Une absence de 6 semaines continue pour maladie compte-t-elle comme une ou plusieurs périodes d'absence pour le calcul de la prime d'assiduité ?
Réponse courte
Une absence continue de 6 semaines (environ 42 jours) compte pour deux périodes d'absence dans le calcul de la prime d'assiduité. L'article 22.5.1 de la CCT Nettoyage 2025-2028 définit un système de conversion pour les maladies prolongées : 1 à 30 jours valent une période, plus d'un mois et jusqu'à deux mois valent deux périodes, et au-delà de deux mois, trois périodes. Une absence de 5 semaines suit la même logique de conversion.
Puisque 42 jours dépassent le seuil d'un mois (30 jours) sans excéder deux mois, cette absence est assimilée à deux périodes. Or, le barème prévoit la suppression totale de la prime dès deux périodes. Un salarié absent de manière continue pendant 6 semaines perd donc l'intégralité de sa prime d'assiduité, même s'il n'a eu qu'un seul arrêt maladie.
Définition
Le comptage des périodes d'absence pour les maladies prolongées est un mécanisme propre à l'article 22.5.1 de la CCT. Il convertit une absence continue en un nombre de périodes fictives selon des seuils de durée.
Ce système permet de traiter équitablement les absences longues par rapport aux absences courtes répétées, en évitant qu'un salarié absent pendant plusieurs mois ne soit traité de la même manière qu'un salarié absent quelques jours.
Conditions d’exercice
L'article 22.5.1 de la CCT établit la grille de conversion des maladies prolongées.
| Durée de l'absence continue | Périodes comptées | Impact sur la prime |
|---|---|---|
| 1 à 30 jours | 1 période | 50 % |
| > 1 mois et ≤ 2 mois | 2 périodes | Supprimée |
| > 2 mois | 3 périodes | Supprimée |
| 6 semaines (~42 jours) | 2 périodes | Supprimée |
Modalités pratiques
L'employeur calcule la durée exacte de l'absence pour déterminer le nombre de périodes.
| Exemple | Durée | Périodes | Prime |
|---|---|---|---|
| Arrêt du 15 janvier au 14 février | 30 jours | 1 période | 50 % |
| Arrêt du 15 janvier au 15 février | 31 jours | 2 périodes | Supprimée |
| Arrêt du 1er mars au 11 avril | 42 jours (6 semaines) | 2 périodes | Supprimée |
| Arrêt du 1er janvier au 15 mars | 74 jours | 3 périodes | Supprimée |
Pratiques et recommandations
Calculer précisément la durée en jours de chaque absence continue permet d'appliquer correctement les seuils de conversion prévus par l'article 22.5.1.

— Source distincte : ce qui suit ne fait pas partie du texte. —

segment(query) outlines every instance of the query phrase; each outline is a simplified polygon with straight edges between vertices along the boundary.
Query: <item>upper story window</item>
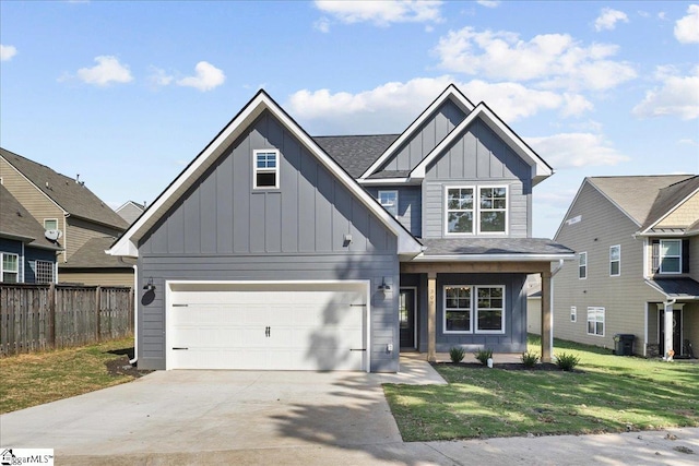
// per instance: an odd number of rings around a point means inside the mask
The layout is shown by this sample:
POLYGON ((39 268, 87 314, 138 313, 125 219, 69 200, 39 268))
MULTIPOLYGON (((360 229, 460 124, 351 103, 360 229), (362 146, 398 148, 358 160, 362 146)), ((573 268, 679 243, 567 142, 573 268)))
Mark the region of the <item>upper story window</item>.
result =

Identifier le seuil critique de 30 jours au-delà duquel une absence unique bascule de une à deux périodes est déterminant pour le droit à la prime.
Vérifier si une partie de l'absence correspond à une hospitalisation stationnaire, qui serait alors exclue du décompte conformément à l'article 22.5.3, peut modifier le calcul en faveur du salarié.
Informer les salariés du mécanisme de conversion des absences prolongées en périodes d'absence favorise la compréhension des conséquences sur la prime et limite les contestations.
Cadre juridique
| Référence | Objet |
|---|---|
| Art. 22.5.1 CCT Nettoyage de bâtiments 2025-2028 | Comptage des périodes d'absence pour maladie prolongée |
| Art. 22.5.3 CCT Nettoyage de bâtiments 2025-2028 | Exclusion des hospitalisations stationnaires |
| Art. 22.1 CCT Nettoyage de bâtiments 2025-2028 | Montant maximal de la prime |
| Art. 19 CCT Nettoyage de bâtiments 2025-2028 | Obligations en cas de maladie |
Note
Le seuil critique est le 31e jour d'absence continue : en deçà, le salarié conserve 50 % de la prime, au-delà, il la perd entièrement. Six semaines d'absence représentent environ 42 jours, ce qui dépasse ce seuil et entraîne la suppression. Si une partie de l'absence correspond à une hospitalisation, elle peut être déduite du décompte.